Use issuer URL in device auth prompt link

[abrar71]

Summary

When using device-code login with a custom issuer (--experimental_issuer), Codex correctly uses that issuer for the auth flow — but the terminal prompt still told users to open the default OpenAI device URL (https://auth.openai.com/codex/device). That’s confusing and can send users to the wrong domain (especially for enterprise/staging issuers). This PR updates the prompt (and related URLs) to consistently use the configured issuer. 🎯

---

🔧 What changed

• 🔗 Device auth prompt link now uses the configured issuer (instead of a hard-coded OpenAI URL)
• 🧭 Redirect callback URL is derived from the same issuer for consistency
• 🧼 Minor cleanup: normalize the issuer base URL once and reuse it (avoids formatting quirks like trailing /)

---

🧪 Repro + Before/After

▶️ Command

codex login --device-auth --experimental_issuer https://auth.example.com

❌ Before (wrong link shown)

1. Open this link in your browser and sign in to your account
   https://auth.openai.com/codex/device

✅ After (correct link shown)

1. Open this link in your browser and sign in to your account
   https://auth.example.com/codex/device

Full example output (same as before, but with the correct URL):

Welcome to Codex [v0.72.0]
OpenAI's command-line coding agent

Follow these steps to sign in with ChatGPT using device code authorization:

1. Open this link in your browser and sign in to your account
   https://auth.example.com/codex/device

2. Enter this one-time code (expires in 15 minutes)
   BUT6-0M8K4

Device codes are a common phishing target. Never share this code.

---

✅ Test plan

• 🟦 codex login --device-auth (default issuer): output remains unchanged

• 🟩 codex login --device-auth --experimental_issuer https://auth.example.com:

  • prompt link points to the issuer ✅
  • callback URL is derived from the same issuer ✅
  • no double slashes / mismatched domains ✅

[abrar71]

I have read the CLA Document and I hereby sign the CLA

[github-actions]

All contributors have signed the CLA ✍️ ✅
_{Posted by the CLA Assistant Lite bot.}

[etraut-openai]

@codex review

[chatgpt-codex-connector]

Codex Review: Didn't find any major issues. Bravo.

ℹ️ About Codex in GitHub

Your team has set up Codex to review pull requests in this repo. Reviews are triggered when you

• Open a pull request for review
• Mark a draft as ready
• Comment "@codex review".

If Codex has suggestions, it will comment; otherwise it will react with 👍.

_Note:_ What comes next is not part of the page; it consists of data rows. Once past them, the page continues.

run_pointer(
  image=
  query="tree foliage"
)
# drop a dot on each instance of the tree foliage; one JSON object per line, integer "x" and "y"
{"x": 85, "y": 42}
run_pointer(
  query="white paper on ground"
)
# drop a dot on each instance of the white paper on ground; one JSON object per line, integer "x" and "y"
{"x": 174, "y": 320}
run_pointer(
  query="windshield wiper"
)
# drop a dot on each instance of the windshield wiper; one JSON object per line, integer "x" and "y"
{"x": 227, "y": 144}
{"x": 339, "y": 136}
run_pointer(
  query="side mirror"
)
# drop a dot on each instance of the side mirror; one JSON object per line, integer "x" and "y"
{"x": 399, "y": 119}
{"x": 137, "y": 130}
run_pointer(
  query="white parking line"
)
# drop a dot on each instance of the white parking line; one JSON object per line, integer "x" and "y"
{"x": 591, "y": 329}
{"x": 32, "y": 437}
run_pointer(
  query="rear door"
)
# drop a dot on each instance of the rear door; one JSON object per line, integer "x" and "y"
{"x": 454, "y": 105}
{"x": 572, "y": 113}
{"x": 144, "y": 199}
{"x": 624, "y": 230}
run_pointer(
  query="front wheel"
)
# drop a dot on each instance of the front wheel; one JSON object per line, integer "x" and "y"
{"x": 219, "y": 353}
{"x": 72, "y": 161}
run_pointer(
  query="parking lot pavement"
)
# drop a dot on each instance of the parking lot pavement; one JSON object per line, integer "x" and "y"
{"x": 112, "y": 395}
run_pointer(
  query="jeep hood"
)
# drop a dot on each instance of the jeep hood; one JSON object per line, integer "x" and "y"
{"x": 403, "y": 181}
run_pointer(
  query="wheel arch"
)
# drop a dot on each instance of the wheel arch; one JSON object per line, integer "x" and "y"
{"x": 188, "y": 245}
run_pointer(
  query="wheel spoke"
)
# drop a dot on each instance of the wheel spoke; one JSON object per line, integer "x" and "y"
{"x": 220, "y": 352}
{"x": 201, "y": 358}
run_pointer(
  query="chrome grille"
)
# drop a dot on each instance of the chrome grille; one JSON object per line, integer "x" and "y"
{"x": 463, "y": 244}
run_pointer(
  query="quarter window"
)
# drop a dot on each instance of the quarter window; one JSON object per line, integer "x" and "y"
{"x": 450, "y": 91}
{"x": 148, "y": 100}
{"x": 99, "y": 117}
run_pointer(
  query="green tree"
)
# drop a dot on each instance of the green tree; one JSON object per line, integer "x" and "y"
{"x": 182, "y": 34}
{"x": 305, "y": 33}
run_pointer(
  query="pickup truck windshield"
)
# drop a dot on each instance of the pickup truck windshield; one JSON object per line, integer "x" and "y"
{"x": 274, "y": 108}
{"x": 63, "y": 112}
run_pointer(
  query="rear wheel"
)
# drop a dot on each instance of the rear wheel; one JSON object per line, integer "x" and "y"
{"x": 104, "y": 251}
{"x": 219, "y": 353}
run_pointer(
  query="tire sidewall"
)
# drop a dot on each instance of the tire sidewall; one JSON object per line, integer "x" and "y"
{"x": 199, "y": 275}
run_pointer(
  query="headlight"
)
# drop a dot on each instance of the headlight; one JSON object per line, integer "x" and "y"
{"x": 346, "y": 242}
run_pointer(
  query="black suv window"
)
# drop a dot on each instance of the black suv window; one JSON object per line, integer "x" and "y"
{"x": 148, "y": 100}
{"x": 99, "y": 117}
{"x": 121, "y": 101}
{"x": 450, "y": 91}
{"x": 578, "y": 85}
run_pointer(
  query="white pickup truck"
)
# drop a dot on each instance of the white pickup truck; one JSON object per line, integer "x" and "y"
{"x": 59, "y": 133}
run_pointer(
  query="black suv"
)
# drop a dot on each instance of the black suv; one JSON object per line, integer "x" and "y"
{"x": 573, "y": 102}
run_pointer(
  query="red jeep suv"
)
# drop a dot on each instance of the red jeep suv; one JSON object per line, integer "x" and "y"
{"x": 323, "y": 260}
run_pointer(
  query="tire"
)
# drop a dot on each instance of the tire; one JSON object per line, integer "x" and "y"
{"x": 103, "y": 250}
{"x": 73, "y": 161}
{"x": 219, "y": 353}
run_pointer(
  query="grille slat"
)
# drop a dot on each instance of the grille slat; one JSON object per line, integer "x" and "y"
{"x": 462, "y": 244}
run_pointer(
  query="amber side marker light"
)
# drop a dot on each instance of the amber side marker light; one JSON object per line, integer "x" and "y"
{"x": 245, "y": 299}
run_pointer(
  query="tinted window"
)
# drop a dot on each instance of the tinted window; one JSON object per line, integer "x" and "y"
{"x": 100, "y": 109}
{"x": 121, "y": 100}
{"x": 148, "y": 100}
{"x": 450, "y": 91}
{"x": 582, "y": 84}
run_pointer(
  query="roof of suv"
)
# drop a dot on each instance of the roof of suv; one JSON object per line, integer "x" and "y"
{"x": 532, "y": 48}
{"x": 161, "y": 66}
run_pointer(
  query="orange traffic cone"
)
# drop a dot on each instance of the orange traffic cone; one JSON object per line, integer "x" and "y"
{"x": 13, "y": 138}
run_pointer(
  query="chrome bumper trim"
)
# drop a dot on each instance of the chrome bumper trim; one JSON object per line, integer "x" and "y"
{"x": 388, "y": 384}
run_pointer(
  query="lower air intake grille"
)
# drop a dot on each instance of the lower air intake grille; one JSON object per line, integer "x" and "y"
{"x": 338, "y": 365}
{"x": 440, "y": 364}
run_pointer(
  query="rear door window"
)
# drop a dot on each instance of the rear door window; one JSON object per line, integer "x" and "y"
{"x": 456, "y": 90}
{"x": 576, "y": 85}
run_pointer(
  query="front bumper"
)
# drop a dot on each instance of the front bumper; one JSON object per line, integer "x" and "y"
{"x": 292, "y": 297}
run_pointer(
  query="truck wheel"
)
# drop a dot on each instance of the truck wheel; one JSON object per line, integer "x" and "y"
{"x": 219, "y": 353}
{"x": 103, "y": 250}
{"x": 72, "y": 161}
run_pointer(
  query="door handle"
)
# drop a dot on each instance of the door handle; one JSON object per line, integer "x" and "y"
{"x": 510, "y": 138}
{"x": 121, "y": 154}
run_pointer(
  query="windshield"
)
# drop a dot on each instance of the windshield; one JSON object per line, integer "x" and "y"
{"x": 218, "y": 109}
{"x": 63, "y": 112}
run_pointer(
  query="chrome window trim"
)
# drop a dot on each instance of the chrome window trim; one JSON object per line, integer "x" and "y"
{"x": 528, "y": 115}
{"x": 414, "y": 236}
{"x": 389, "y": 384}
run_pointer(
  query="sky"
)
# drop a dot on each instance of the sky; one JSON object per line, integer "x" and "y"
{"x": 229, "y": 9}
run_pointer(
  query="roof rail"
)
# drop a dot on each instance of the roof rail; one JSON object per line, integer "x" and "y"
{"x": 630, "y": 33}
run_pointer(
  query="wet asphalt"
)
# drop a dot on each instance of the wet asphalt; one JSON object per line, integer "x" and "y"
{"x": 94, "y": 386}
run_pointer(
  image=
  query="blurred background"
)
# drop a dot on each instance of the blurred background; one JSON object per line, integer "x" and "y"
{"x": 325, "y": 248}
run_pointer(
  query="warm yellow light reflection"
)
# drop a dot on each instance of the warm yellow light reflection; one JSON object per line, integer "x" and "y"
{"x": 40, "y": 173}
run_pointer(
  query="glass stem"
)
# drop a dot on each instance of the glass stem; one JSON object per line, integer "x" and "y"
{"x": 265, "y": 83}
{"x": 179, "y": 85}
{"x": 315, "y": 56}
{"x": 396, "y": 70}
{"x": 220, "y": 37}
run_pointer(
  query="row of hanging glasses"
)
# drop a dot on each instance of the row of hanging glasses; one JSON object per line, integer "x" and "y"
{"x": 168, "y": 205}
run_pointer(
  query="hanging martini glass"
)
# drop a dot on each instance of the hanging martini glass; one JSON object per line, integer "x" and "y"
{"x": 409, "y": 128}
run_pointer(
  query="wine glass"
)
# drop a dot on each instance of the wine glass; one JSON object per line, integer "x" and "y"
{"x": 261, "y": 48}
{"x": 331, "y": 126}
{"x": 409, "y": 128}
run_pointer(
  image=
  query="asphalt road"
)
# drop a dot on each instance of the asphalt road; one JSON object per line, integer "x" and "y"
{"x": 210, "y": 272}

Codex can also answer questions or update the PR. Try commenting "@codex address that feedback".

[abrar71]

@etraut-openai Happy New Year, Could you please review and merge this small change. Thank you!

[etraut-openai]

@abrar71, Happy New Year to you too. Yes, this is in the queue. The developer who is most familiar with this code was busy with other higher-priority work prior to the holiday break. We'll get to it soon.

[mzeng-openai]

LGTM! This is very helpful, please make sure tests pass before you merge.